Das kann man von Platons Ideenlehre und Aristoteles’ Metaphysik nicht sagen. Die Rolle, die die Theologie in diesen beiden metaphysischen Theorien spielt, hängt von der Art und Weise ab, wie sie die objektiven Strukturen alles Wirklichen konstruieren und ist in diesem Sinn sekundär. Ich kann die Rolle der Theologie nur in der konkreten Darstellung der zwei Theorien bestimmen.

Im Voraus möchte ich aber daran erinnern bzw. darauf hinweisen, dass sich Philosophen schon vor Platon und Aristoteles mit der Religion der Griechen kritisch auseinandergesetzt haben. So beobachtete Xenophanes (6. Jh.), dass die Griechen wie andere Völker sich ihre Götter wie ihresgleichen vorstellten und ihnen auch noch beliebig viele Untaten andichteten; in Wirklichkeit aber gebe es nur einen Gott, der durch seinen Geist wirkt.5 Der spätere Kritias, wie Platon ein Schüler des Sokrates, bringt in einem Theaterstück eine radikalere Kritik an der Religion zur Sprache: Die Gesetzgeber hätten die Götter als Beobachter menschlichen Tuns und eventuelle Rächer erfunden, um die Menschen von Verbrechen abzuschrecken, die sie vor der öffentlichen Gewalt verbergen (DK II 88, B 25). So stand die Philosophie tendenziell im Konflikt mit der öffentlich praktizierten Religion, und das wurde bekanntlich Sokrates – nicht als Erstem – mit der erfolgreichen Anklage wegen Gottlosigkeit bescheinigt.

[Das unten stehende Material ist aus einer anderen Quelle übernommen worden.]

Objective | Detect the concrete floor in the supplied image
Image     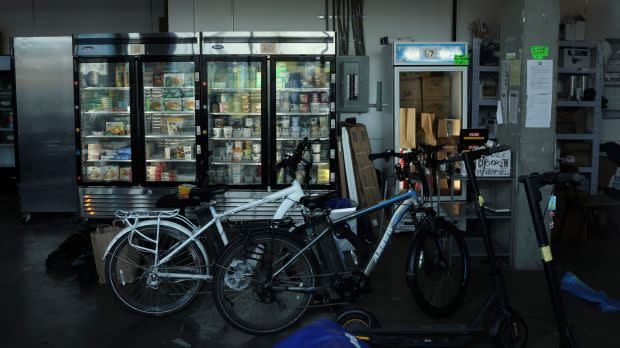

Als gehe es darum, diesen Konflikt zu entschärfen und im Sinn des Xenophanes die Metaphysik als die bessere Theologie zu erweisen, haben Platon und die Stoiker auf verschiedene Weise an die Mythen der griechischen Religion angeknüpft. Insbesondere hat Platon im Dialog Timaios eine in vielen Details ausgeführte, ausdrücklich als solche gekennzeichnete Hypothese über den Aufbau der erfahrbaren Welt in der Form einer mythischen Erzählung über die Entstehung des Kosmos vorgetragen. Darin widersprach er den sogenannten Atomisten Leukipp und Demokrit, die die Welt aus rein mechanischen Ursachen, nämlich aus den Bewegungen der Atome im Leeren entstanden sein lassen wollten (DK II 67, A 1; 68, B 9). Denn Platon erklärte hypothetisch die Ordnung der Welt aus dem gestaltenden Wirken eines vernünftigen, wohlwollenden Gottes und der ihm untergeordneten olympischen Götter. So bekam die philosophische Theologie eine Funktion in der Metaphysik, wenn auch eine sehr beschränkte Funktion im Vergleich mit Spinozas Metaphysik, und zugleich wurde die vorphilosophische Form des Mythos ebenfalls in engen Grenzen anerkannt. Diese doppelte Begrenztheit wird deutlicher werden, wenn ich Platons Metaphysik darstelle, die...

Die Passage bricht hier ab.